Ahead of the main budget, the government will present the railway budget on Tuesday, followed by the country’s economic health the next day which would provide a clearer picture about what to expect.
Basically, while fiscal consolidation would provide a strong foundation for the medium term, spending cuts is a recipe for slower growth in the short term.
These conflicting scenarios have taken a toll on the stock market. The
top-30 Sensex has dropped 4.4 per cent since hitting a two-year high of 20,203.66 in January. The widely tracked benchmark has fallen for four consecutive weeks to 19,317.01, and is down 0.6 per cent since the close of 2012.
“It is good that the markets are going into the budget with weakness because I am very hopeful about the budget that it is going to be very positive for the equity markets,” Rajen Shah, chief investment officer at Angel Broking, told ET Now television channel.

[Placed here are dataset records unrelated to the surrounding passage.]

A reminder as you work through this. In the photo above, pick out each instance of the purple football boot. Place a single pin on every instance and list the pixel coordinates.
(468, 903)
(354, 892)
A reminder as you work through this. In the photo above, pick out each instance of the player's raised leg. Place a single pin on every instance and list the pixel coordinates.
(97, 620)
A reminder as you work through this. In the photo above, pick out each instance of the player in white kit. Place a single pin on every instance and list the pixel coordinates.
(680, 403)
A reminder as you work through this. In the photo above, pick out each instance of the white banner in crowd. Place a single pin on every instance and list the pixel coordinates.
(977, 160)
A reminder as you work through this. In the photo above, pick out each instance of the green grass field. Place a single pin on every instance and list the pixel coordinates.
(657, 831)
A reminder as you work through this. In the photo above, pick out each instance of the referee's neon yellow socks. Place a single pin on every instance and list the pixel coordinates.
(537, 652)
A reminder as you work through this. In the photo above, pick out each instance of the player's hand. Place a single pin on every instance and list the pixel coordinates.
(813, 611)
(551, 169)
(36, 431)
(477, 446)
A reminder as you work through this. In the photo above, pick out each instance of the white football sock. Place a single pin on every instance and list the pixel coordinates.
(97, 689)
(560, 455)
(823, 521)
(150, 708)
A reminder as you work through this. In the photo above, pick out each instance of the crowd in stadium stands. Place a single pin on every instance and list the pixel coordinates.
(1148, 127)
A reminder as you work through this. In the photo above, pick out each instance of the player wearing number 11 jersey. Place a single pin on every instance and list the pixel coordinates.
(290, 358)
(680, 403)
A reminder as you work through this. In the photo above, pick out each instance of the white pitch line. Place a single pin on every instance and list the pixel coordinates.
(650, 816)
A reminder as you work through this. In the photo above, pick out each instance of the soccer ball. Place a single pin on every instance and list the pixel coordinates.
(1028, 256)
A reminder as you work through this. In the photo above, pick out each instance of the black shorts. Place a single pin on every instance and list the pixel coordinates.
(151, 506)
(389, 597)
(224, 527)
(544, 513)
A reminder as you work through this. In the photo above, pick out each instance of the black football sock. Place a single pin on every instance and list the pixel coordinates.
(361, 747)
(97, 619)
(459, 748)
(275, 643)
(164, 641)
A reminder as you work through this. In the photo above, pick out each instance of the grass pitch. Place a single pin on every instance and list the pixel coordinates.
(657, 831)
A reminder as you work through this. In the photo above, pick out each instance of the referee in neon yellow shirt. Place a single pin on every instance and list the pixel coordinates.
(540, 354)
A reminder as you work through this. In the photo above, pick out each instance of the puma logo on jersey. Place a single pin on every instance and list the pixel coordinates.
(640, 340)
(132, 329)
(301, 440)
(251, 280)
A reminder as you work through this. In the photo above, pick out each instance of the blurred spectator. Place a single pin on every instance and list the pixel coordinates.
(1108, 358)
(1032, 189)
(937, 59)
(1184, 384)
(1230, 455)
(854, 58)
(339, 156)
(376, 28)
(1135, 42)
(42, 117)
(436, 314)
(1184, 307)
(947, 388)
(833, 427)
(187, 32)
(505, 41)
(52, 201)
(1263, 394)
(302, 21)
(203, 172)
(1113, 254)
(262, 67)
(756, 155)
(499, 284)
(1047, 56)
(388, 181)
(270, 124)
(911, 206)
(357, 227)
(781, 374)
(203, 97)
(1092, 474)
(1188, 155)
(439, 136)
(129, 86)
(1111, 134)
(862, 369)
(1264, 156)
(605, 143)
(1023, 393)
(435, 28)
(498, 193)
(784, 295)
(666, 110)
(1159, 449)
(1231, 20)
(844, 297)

That optimism also runs deep among foreign institutional investors who have a longer term view. Foreign funds have moved $9.3 billion into Indian markets in just under two months, including $8.4 billion into shares, according to data from the Securities and Exchange Board of India.
“The overall outlook and investment sentiment towards the equity market from a longer term investment horizon remains positive,” ICICI Securities said after a survey of fund managers, adding 70 per cent of the respondents expect the market to be up between 10 and 15 per cent by end of 2013.
The writer is a journalist based in India.